DDO, they need to admit that they tried to catch the WoW vapors and failed with a buggy launch, forced grouping, and lack of content (then). Agreed, they have made big changes to the game and are offering much more in the way of solo content, this makes it a better game. But going freebie/cashop will get more people that never played the game to give it a shot, as Ivan describes it as a "saving grace". Even as a F2P do they have the power to compete or even survive this market against pure-bred f2p's like Atlantica Online? DDo sin't a bad game, I did some interviews of the community (failed project) and I've read many blogs lately, Hudsons Hideout gives a very good, "this game isn't bad after allz" review of DDO.
How much do the purebred F2P's are making, we really don't know. Most companies keep that information guarded and I for one have been crawling for that info continually. The closest I got was from Ralph Coster's website, where he says that "in his observations free-to-play MMOs are that they typically earn from 30 cents a head up to $2 or so in terms of ARPU and from $10 to $60 in terms of ARPPU." A game like Puzzle Pirates nets $230,000 just from 5,000 users, that's a pretty good average for an obscure game.
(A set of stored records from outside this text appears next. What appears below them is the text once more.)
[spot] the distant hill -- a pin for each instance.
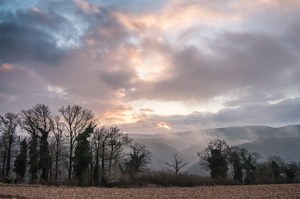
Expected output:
(281, 141)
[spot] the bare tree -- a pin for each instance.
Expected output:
(138, 159)
(37, 121)
(177, 164)
(8, 126)
(58, 130)
(108, 144)
(76, 119)
(116, 141)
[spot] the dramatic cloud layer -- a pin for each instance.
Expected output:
(154, 66)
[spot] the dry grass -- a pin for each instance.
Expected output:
(252, 191)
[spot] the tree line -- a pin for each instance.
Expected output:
(71, 149)
(223, 160)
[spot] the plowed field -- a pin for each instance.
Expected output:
(252, 191)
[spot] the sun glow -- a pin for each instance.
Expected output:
(164, 125)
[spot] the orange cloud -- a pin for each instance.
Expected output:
(164, 125)
(86, 7)
(177, 16)
(6, 67)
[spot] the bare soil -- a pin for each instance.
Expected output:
(245, 191)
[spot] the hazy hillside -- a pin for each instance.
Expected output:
(282, 141)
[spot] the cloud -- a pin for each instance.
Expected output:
(280, 114)
(23, 43)
(141, 63)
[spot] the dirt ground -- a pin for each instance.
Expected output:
(251, 191)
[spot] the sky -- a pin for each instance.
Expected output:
(153, 66)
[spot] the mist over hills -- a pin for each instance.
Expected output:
(265, 140)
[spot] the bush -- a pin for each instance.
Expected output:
(167, 179)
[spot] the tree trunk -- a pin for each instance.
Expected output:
(56, 163)
(8, 160)
(4, 163)
(103, 180)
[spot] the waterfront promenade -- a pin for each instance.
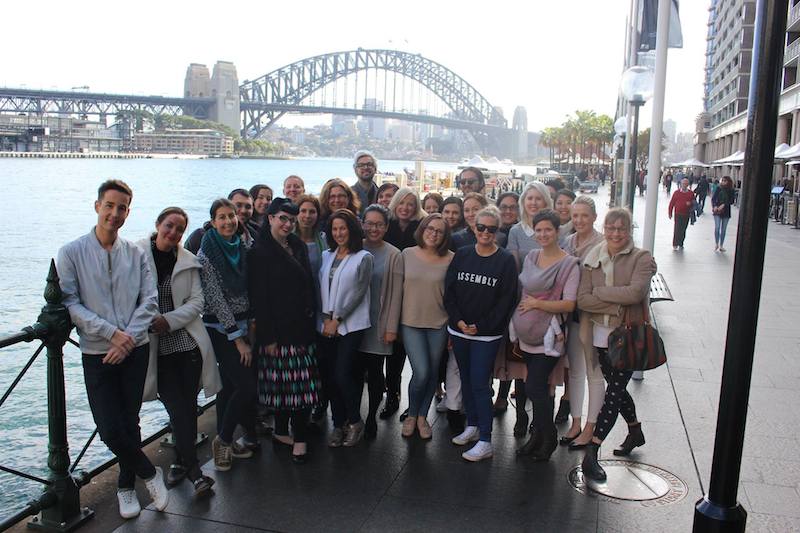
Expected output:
(396, 484)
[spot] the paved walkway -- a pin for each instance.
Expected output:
(394, 484)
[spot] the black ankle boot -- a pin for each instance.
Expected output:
(391, 406)
(456, 421)
(521, 427)
(563, 412)
(590, 465)
(634, 439)
(529, 447)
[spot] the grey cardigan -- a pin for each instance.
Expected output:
(107, 290)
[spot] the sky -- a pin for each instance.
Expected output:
(553, 57)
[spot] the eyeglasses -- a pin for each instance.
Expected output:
(434, 231)
(374, 225)
(285, 218)
(615, 229)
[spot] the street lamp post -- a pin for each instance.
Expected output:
(637, 88)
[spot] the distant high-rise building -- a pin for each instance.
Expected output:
(670, 130)
(519, 136)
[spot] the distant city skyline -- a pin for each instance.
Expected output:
(551, 58)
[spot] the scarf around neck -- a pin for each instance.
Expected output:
(227, 259)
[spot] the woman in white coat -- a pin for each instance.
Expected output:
(180, 349)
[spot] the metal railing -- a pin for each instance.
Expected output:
(58, 507)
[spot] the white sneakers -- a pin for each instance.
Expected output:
(128, 503)
(158, 491)
(482, 450)
(471, 434)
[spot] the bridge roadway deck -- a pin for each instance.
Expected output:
(395, 484)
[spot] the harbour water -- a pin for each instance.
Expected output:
(48, 202)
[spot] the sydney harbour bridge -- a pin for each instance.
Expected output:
(387, 84)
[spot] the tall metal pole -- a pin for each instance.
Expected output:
(634, 154)
(719, 510)
(656, 125)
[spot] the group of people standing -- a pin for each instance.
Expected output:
(289, 304)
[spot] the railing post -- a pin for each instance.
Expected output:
(67, 513)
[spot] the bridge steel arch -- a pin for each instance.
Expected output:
(266, 99)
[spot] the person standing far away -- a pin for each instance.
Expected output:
(681, 203)
(262, 196)
(293, 188)
(365, 166)
(471, 180)
(700, 192)
(112, 298)
(721, 202)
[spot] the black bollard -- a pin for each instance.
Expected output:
(66, 514)
(719, 510)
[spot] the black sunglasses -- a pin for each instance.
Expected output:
(483, 227)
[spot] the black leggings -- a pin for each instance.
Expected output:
(372, 365)
(538, 390)
(236, 402)
(299, 420)
(617, 400)
(178, 380)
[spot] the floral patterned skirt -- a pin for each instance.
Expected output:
(289, 380)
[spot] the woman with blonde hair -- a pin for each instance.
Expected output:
(336, 194)
(405, 213)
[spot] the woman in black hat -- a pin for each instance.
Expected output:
(284, 306)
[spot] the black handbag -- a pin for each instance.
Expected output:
(636, 346)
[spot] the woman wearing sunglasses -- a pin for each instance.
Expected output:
(480, 293)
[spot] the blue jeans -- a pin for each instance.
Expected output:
(424, 347)
(475, 364)
(720, 227)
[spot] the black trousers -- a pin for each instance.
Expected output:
(236, 402)
(115, 398)
(178, 383)
(339, 367)
(617, 400)
(538, 390)
(679, 234)
(372, 366)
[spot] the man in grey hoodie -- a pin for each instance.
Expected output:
(111, 296)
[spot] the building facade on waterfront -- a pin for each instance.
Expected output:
(721, 127)
(192, 141)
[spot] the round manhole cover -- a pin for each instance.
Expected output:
(632, 481)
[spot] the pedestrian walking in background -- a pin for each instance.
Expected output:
(721, 203)
(700, 193)
(681, 205)
(615, 283)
What does all this drivel mean? I will sum it up with, "It is hard to come into a house with a 900 pound gorilla living in it and find a place to sit." The market is dominated by one game, one company with a couple of not so bad number two's. It is hard to demand a fee that is par with a more popular (I didn't say better, I said popular!) game and be profitable while giving sub-par content or service. With the costs of distributing going lower, advertising revenues on the rise and an open door "limitless" micro transactional model becoming the norm, then it benefits latebloomers and struggling games to switch gears.
Will it save games like DDO and TCoS from the scrapheap alongside Tabula Rasa and The Matrix Online; we really don't know, time will tell. Our job as consumers is to benefit from their competition and get some free game time, most importantly have fun; and talk about it on our free blogs.
One thing that Anderson does touch on is the amateur market, the people like us that want to contribute, "to have an impact and to be recognized as an expert in something", he says. This is a never ending flow of really good, amateur content on the internet. I mean the podcasting, vid-casting and blogging market that I just stumbled into like a drunken sailor stumbles into a whorehouse on leave. Just look at the guy who trashed United over his busted up guitar. I would of paid a couple of bucks for that CD single back in the day I used to buy CD's, again point proven, I don't pay for music anymore.
But all this free feel-good feeling lies a warning, "It is false to assume that no price means no value. But it is equally false to argue that value implies profitability." I pay for value but I like free anything, don't you. I'm going to find that book tmrw in the library so I can give more information on this oh, so interesting topic.